Está demostrado que España, desde hace tiempo, se mantiene como una de las grandes potencias europeas del videojuego (más de 22 millones de personas juegan videojuegos en nuestro país), pero el brillo del que presumíamos en los últimos años ha empezado a apagarse un … poco. Si bien es uno de los sectores culturales y tecnológicos más competentes de nuestro país, aún busca la creación de IP representativas y lucha contra la crisis que ha azotado el terreno en los últimos años, así como se desprende del Libro Blanco del Desarrollo Español de Videojuegos 2025, el informe anual que elabora DEV (la asociación que representa a los estudios españoles) y que este año cumple su duodécima edición.
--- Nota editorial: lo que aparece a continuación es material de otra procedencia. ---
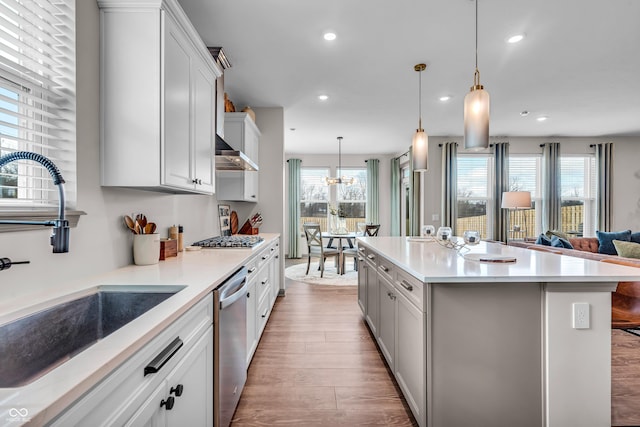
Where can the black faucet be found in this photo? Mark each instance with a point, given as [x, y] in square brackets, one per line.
[60, 232]
[5, 263]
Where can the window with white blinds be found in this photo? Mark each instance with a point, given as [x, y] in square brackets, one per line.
[37, 99]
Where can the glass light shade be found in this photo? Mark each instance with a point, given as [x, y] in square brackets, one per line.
[444, 233]
[420, 151]
[476, 119]
[428, 230]
[516, 200]
[471, 237]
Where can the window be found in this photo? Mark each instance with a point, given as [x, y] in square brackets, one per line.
[474, 180]
[316, 196]
[37, 99]
[524, 175]
[577, 194]
[352, 198]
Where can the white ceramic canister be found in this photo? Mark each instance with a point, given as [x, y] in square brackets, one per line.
[146, 249]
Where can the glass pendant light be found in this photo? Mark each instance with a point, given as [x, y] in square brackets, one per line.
[339, 179]
[476, 109]
[420, 144]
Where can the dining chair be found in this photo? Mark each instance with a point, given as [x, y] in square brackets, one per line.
[315, 249]
[371, 230]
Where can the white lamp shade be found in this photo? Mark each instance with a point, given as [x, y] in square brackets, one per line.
[420, 151]
[476, 120]
[516, 200]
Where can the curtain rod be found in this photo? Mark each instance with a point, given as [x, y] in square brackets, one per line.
[402, 155]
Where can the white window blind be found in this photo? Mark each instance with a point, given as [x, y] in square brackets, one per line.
[37, 99]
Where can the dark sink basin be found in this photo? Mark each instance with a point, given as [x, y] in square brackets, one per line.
[33, 345]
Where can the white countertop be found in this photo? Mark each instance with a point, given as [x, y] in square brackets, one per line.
[430, 262]
[200, 271]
Este informe permite entender la realidad de la industria actual del videojuego, con una participación de más de 170 estudios que han colaborado compartiendo sus datos para la elaboración del informe. El dato más llamativo es que la industria española facturó 1.464 millones de euros en 2024, un 2,7% más que el año anterior y con una previsión de facturación de 1.515 millones de euros para 2025. Es una buena noticia, pero con matices: ese crecimiento es más lento que el registrado en 2023 (un 3%), y confirma una tendencia que se viene notando desde que pasó el «boom» del videojuego que trajo la pandemia.

(Tequila Works)
Algo parecido ocurre con el empleo: el sector ya da trabajo directo a 10.508 personas, a las que hay que sumar otras 2.330 que colaboran como autónomos. Es la cifra más alta de la serie histórica, pero también el menor crecimiento interanual registrado hasta ahora (un 2,4%).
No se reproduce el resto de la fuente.